8/13/2008

Food is a right, not a privilege Prince Charles

Prince Charles, that noted organic food producer whose food is a bit expensive for the normal tastes of a "credit crunched" UK population has spoken out today against GM foods.

If Prince Charles was not making millions from organic foods and therefore had a vested interest in being anti GM, then I might take him seriously, but his outburst has actually made me angry.

He talks of food security being the number one concern making out he has his finger on the issue, but ignores the fact that organic farmers, like him, cannot provide enough food to feed everyone in this country and even if they could supply it it would be too expensive for the masses to be able to purchase. Just today it has been on the news that an organic farming co-operative that provides organic foods packages to be delivered to people homes in Cambridge has seen a decline of 25% in the number of subscribers because of the credit crunch.

Of course, Prince Charles does not have to worry about getting enough food in for his family (or cooking it for that matter). He grows it on his many thousands of acres of land and comes form one of the richest families in the UK, so his privileged allows him to talk about the issue whilst others worry how they will feed their families, and not just UK citizens, but all those millions around the world who are starving do this each and every day of their lives.

I am not going to argue the merits of GM vs organic. All I know is that science should be allowed the chance to solve our food problems.

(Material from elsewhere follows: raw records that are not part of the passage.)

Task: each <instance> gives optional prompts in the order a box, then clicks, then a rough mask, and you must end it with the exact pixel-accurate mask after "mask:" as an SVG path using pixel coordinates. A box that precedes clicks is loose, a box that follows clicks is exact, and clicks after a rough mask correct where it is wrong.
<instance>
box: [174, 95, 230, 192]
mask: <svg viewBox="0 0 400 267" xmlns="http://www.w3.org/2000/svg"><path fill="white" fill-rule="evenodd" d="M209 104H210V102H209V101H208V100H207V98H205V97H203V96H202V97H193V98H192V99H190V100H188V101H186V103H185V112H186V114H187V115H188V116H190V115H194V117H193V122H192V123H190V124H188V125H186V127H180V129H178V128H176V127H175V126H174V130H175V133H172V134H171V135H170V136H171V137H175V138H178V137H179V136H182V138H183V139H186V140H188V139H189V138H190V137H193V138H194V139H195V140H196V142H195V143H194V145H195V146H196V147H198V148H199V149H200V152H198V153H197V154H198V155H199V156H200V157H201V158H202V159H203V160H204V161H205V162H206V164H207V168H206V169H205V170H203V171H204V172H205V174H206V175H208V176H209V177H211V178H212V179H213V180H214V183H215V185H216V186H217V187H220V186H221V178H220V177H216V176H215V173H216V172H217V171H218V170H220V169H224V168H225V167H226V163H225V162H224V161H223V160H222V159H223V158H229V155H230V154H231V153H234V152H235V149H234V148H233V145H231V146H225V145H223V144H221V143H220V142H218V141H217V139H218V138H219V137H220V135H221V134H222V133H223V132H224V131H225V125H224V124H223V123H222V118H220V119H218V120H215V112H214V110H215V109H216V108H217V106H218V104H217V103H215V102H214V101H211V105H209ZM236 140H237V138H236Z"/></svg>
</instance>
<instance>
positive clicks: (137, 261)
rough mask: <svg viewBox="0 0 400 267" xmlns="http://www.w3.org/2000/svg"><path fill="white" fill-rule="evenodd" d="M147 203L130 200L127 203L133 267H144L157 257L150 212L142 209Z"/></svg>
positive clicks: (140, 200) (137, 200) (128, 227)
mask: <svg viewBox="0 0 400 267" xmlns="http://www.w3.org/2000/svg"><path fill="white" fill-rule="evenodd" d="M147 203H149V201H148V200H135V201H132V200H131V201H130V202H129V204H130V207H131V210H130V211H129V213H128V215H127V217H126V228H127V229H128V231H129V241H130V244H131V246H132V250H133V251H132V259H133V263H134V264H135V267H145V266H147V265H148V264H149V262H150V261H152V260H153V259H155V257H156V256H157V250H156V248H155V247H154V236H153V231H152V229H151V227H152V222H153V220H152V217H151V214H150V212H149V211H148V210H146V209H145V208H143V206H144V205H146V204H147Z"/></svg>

A rich privileged man in this case fails to address the point that food is a right not a privilege.

2 comments:

Anonymous said...

He's speaking the truth about food security.

Science can't solve what is purely an economic problem - food prices were artificially low because of industrialised nations over producing (and even receiving subsidies to do so), so farmers in poorer nations switched from growing food to cash crops.

When the price of food increased again there were no local crops, the cash crops were increasingly expensive to raise and less profitable and food has to be imported.

GM won't help - and the only commercial GM crops are specifically designed for industrialised western farming and specifically linked to pesticides and other agrochemical products.

Just as the big pharma companies aren't interested in curing poor peoples diseases like malaria, they aren't interested in subsisdence farmers with no cash to spend on the seeds, pesticides, etc.

Anonymous said...

"Food is a right, not a privilege"

Interesting, in which way? In a country suffering a famine food indeed is a privilege, because the access to it is limited. If you mean that everybody ought to have food, that "right" is purely theoretical. In that way we, living in rich countries, are priviledged, because we have access (so far) to all food we need to survive.